Bu, aku masih di sini,
aku masih menunggumu.

Nak,
ketahuilah,
ada rindu yang tak menemukan jalan pulang.

Redakan amarahmu,
lihatlah wajah-wajah sayu yang memandangmu,
dengan rasa takut.

Kau bergemuruh,
bukan karena benci,
melainkan karena rindu yang tak tertampung.

Setiap letupan adalah panggilan
yang tak pernah terjawab.

Setiap abu yang beterbangan,
adalah ciuman yang ingin kau kirimkan,
ke wajah ibu.

Kau memuntahkan isi hatimu,
yang penuh kerinduan,
seolah langit saja tidak cukup,
menampung beratnya nama,
yang kau panggil berulang kali.

Ke mana kau pergi?
Mengapa tak kembali?

Suaramu membelah samudra,
mengguncang bumi,
bukan untuk mencelakai,
melainkan agar Ia mendengar—di mana pun Ia berada.

Kau membakar segalanya di sekitarmu,
bukan karena jahat,
tapi karena hatimu sendiri sedang terbakar,
oleh kerinduan yang tak kunjung padam.

Kau meluap,
meluap,
dan meluap lagi,
seakan dengan begitu,
jarak di antara kalian bisa menyusut,
seakan tanah yang kau tumpuk,
bisa menjadi jembatan,
untuk menemu-Nya kembali.

Tetapi Nak,
ketahuilah,
Ia tidak pergi jauh,
Ia ada di setiap tetes hujan yang mendinginkan dahimu,
Ia ada di setiap hembusan angin yang mengusir asap matamu,
Ia ada di dalam tanah yang kau peluk erat,
di dalam air yang mengelilingimu,
di dalam udara yang kau hirup dan kau hembuskan.

Tenanglah, Anak Gunung,
rindumu telah sampai,
panggilanmu didengar,
dan cinta Ibu tak pernah beranjak—
Ia justru menyatu dengan napasmu,
selamanya.

Biarkan bara mereda,
biarkan asap perlahan lenyap,
karena di bawah segala gemuruh itu,
yang ada hanyalah seorang anak
,
yang sangat merindukan peluk ibu.

Cukup sudah Nak,
tanpa kau tunjukkan,
kami tahu kau anak yg kuat dan hebat,
kami tak sanggup menghadapi amarahmu
.

Salam yang kau titipkan lewat angin,,
telah sampai diteras rumahku.

***

Judul puisi: Anak Gunung Krakatau: Rindu yang Menggelegar 
Pengarang: Violet Senja

Editor: JHK

Sekilas tentang pengarang

Neneng Salbiah
Neneng Salbiah, penulis/pengarang – (Sumber: Kompasiana)

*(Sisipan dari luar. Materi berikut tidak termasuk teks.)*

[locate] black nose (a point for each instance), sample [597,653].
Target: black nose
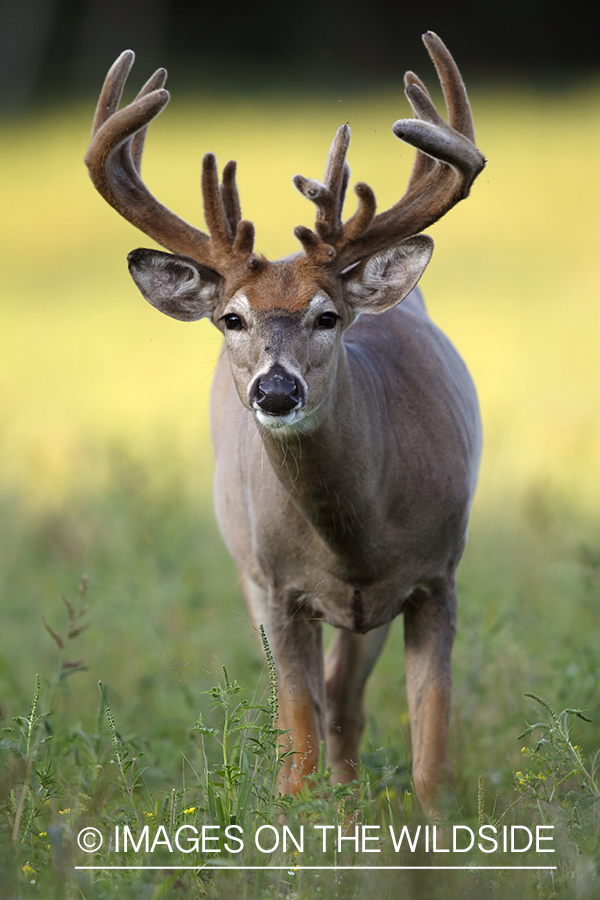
[277,392]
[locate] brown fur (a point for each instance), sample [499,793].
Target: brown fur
[344,495]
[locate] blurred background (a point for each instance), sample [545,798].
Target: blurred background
[105,461]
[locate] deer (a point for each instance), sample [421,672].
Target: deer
[345,425]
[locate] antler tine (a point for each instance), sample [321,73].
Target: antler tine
[230,197]
[115,171]
[329,196]
[446,165]
[154,83]
[229,235]
[455,93]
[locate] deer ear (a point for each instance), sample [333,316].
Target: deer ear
[176,285]
[388,276]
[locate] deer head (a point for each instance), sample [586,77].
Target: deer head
[283,320]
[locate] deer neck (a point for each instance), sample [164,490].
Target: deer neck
[331,472]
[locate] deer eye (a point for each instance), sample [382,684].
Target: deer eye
[327,321]
[233,322]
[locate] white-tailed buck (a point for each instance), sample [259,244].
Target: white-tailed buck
[345,425]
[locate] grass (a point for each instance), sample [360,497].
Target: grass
[105,469]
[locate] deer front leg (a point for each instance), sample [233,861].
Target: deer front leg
[429,628]
[299,658]
[348,664]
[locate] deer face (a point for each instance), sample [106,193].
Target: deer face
[283,323]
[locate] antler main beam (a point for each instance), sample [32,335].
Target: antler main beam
[446,165]
[114,161]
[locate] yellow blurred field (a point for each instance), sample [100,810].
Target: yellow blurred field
[86,365]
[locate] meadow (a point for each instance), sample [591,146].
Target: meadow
[105,472]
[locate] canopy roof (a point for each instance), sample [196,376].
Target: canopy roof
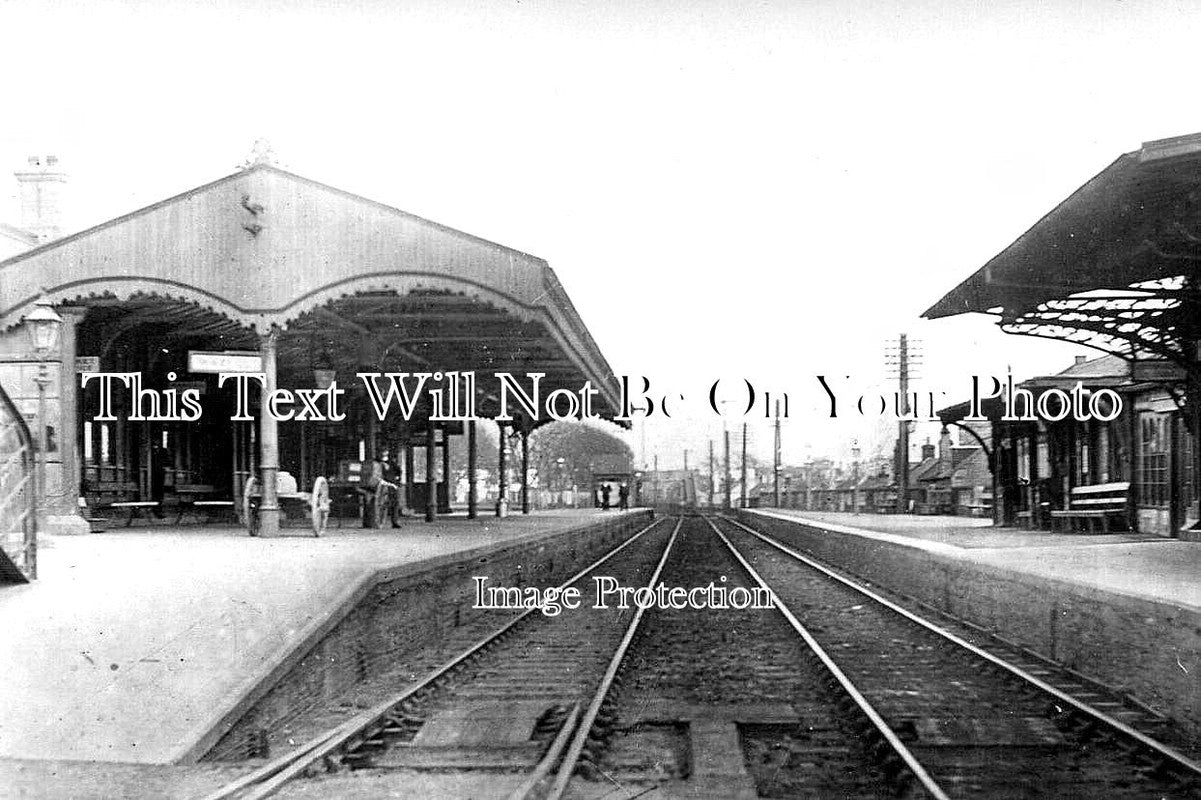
[1115,266]
[264,249]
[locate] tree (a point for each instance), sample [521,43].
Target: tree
[563,453]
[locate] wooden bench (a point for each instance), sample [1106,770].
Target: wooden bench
[1097,506]
[201,497]
[123,493]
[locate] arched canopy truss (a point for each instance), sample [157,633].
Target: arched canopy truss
[1116,267]
[334,275]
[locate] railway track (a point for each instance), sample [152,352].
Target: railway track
[494,718]
[979,723]
[835,692]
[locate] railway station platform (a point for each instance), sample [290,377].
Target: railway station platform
[1137,565]
[1123,609]
[135,643]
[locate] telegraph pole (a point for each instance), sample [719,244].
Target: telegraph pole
[742,494]
[776,469]
[726,434]
[656,483]
[903,363]
[711,481]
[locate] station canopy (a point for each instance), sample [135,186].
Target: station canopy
[347,284]
[1113,267]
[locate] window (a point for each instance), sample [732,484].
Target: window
[1153,460]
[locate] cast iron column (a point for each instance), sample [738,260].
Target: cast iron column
[268,442]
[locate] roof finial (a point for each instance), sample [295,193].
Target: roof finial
[260,155]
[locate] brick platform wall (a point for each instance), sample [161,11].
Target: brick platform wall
[1146,649]
[395,614]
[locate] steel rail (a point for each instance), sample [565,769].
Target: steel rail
[898,747]
[1178,758]
[264,781]
[581,734]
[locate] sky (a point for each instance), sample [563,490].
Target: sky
[754,191]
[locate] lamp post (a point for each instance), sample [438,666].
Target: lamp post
[43,326]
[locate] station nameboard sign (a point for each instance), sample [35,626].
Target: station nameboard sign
[227,360]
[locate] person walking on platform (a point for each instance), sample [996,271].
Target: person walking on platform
[382,485]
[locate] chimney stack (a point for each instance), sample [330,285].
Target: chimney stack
[41,193]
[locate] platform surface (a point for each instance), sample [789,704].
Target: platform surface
[130,639]
[1136,565]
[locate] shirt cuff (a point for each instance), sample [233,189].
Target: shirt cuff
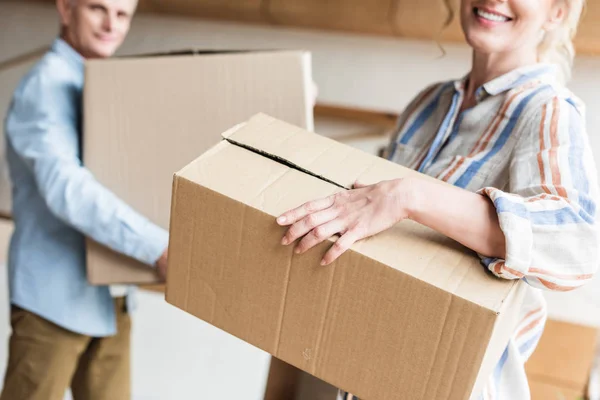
[517,233]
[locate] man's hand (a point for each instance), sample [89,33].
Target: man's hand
[161,265]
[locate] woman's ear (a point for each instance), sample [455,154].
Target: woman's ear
[557,15]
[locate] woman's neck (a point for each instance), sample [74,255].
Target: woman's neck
[486,67]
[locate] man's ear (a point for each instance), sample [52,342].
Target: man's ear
[65,10]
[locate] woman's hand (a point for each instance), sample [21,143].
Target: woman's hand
[354,214]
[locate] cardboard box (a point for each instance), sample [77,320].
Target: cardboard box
[147,117]
[407,314]
[286,382]
[541,390]
[562,359]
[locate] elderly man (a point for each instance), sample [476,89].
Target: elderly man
[64,331]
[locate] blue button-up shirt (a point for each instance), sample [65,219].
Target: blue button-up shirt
[57,202]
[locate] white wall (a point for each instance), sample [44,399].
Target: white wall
[178,357]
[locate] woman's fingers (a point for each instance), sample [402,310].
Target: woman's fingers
[307,224]
[320,234]
[292,216]
[341,245]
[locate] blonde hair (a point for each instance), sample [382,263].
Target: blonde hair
[556,46]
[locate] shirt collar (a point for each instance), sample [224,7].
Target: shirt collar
[513,79]
[63,49]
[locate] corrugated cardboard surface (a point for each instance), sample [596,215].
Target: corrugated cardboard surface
[146,118]
[541,390]
[407,314]
[564,355]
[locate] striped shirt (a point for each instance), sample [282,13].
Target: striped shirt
[524,146]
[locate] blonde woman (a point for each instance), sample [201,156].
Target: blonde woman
[511,139]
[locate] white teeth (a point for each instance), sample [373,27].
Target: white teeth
[491,17]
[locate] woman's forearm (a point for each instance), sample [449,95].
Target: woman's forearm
[466,217]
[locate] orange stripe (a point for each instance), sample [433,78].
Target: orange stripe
[576,277]
[530,313]
[542,147]
[543,196]
[484,139]
[502,265]
[554,286]
[483,143]
[556,179]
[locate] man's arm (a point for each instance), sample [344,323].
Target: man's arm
[41,128]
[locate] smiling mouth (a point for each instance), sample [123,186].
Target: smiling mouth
[490,16]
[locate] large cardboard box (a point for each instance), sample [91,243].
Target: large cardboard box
[561,364]
[407,314]
[146,117]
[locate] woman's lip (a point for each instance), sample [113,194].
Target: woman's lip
[106,38]
[492,11]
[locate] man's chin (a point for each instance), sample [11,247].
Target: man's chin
[103,50]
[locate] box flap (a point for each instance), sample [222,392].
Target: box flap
[283,178]
[316,154]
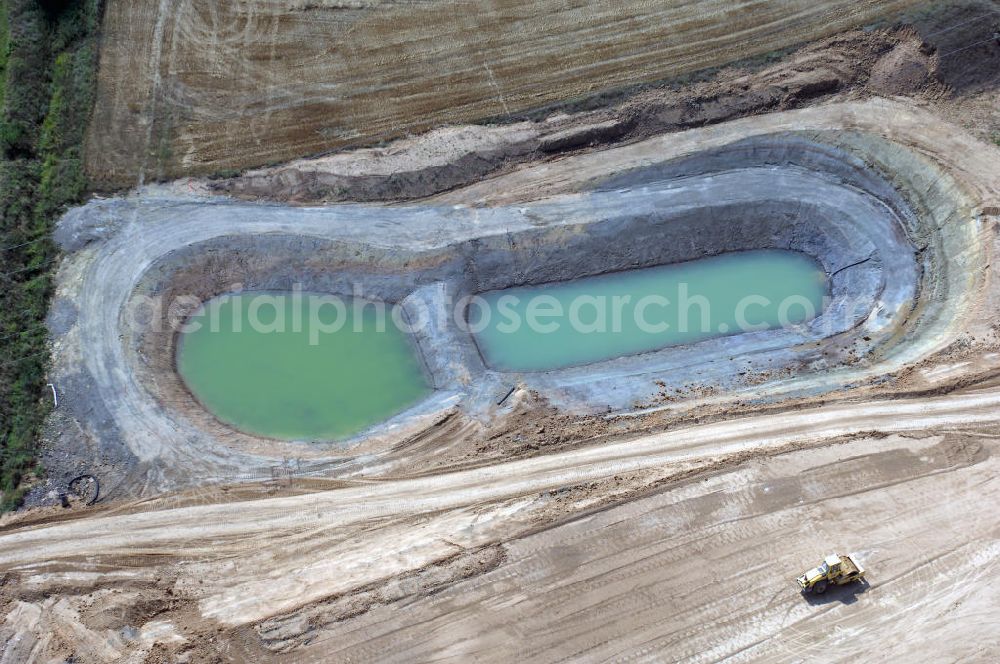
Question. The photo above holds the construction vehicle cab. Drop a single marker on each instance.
(834, 570)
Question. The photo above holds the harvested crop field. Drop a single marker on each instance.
(203, 86)
(648, 502)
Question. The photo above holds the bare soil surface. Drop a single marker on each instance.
(201, 86)
(672, 532)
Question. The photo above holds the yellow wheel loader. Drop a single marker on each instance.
(833, 571)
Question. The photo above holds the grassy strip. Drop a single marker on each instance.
(48, 55)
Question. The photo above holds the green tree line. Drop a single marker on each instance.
(48, 55)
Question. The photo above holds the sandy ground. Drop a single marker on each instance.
(673, 534)
(699, 570)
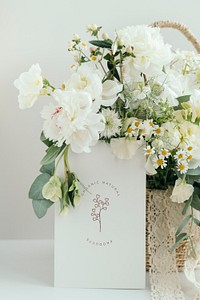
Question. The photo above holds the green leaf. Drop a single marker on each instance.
(108, 56)
(35, 191)
(45, 140)
(196, 202)
(183, 224)
(41, 206)
(49, 169)
(101, 44)
(51, 154)
(65, 198)
(113, 70)
(187, 205)
(196, 221)
(194, 172)
(179, 238)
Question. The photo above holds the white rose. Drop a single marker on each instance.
(72, 121)
(29, 85)
(52, 189)
(151, 53)
(182, 191)
(110, 90)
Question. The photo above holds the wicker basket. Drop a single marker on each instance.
(181, 250)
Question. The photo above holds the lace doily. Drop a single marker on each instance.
(164, 217)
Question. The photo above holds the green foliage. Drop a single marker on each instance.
(51, 154)
(49, 169)
(40, 207)
(35, 191)
(181, 100)
(101, 44)
(46, 141)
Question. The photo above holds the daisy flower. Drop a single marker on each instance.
(159, 161)
(182, 167)
(148, 150)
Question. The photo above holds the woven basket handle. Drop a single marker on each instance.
(182, 28)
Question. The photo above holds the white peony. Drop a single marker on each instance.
(29, 85)
(86, 79)
(72, 121)
(149, 166)
(181, 191)
(171, 137)
(110, 91)
(124, 148)
(149, 48)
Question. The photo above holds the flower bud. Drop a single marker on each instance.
(75, 37)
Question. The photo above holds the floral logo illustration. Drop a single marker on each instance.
(99, 206)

Wanita kelahiran Bogor, 02 Juni 1978 bernama lengkap Neneng Salbiah ini aktif menulis artikel dan novel di berbagai platform. Tenaga pendidik non formal, kreator digital, dan aktivis sosial di bidang psikotropika ini juga merupakan seorang ibu rumah tangga,  ibu dari seorang putri dan seorang putra.